But how do you play a Good, honest, god-fearing, compassionate and/or kind character in a story where people are killing each other left and right? Many larps try to solve this problem by dehumanising the enemy. We fight against zombies, monsters, demons amd other creatures who clearly deserve no mercy whatsoever. But the story does not always allow an inhuman, insane enemy that must be eradicated. Sometimes the story involves a misguided, ignorant enemy. People just like you, only with different idealogies or different laws and customs. How does your character react to the death of one of those?
At Charm this weekend, I saw a young elf be disgusted with herself and her orders when she had to kill a defenseless enemy, while others around her did the same without much afterthought. I saw an elven wardancer with tears in his eyes try to solve this conflict peacefully, because neither side of the conflict was his enemy, while behind him, orcs and dwarves were ready to smash in some skulls. My character panicked and froze on the battlefield, surrounded by people whose lives she wanted to save, but powerless to stop them from lunging at each other. How do you play a good character in a situation like this, without descending into trauma and grief?

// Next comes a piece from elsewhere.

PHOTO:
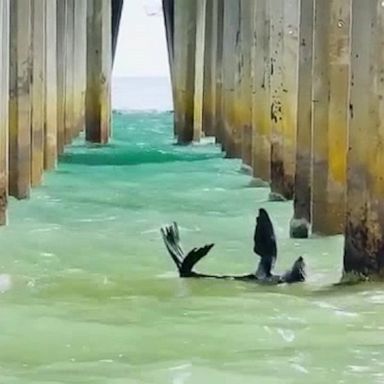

When I look at this from a story-writer's perspective, I see that the combat at these larps is a plot device. Killing the enemy is an easy and satisfying way of resolving a conflict. There can be a sense of victory among the characters, which is very rewarding. Making enemies who can be captured and convinced that what they did was wrong may also be satisfying for the players, but that requires a different approach towards writing the enemies and the plot. It is simpler to let the characters defeat the enemies, than to capture them, hold trial for their crimes and letting them atone accordingly. It's necessary to let non-player characters die in order to let the extras change their clothes and play more characters that the players can interact with. If every non-player character is caught alive and held captive, you simply run out of extras too quickly, and player characters are usually not organised enough to handle such a situation quickly and effectively. There are good reasons why we write our larp stories like this.
Which still leaves us with that question. How do you play a good character in a situation like this, without descending into trauma and grief? I'm curious to hear your thoughts.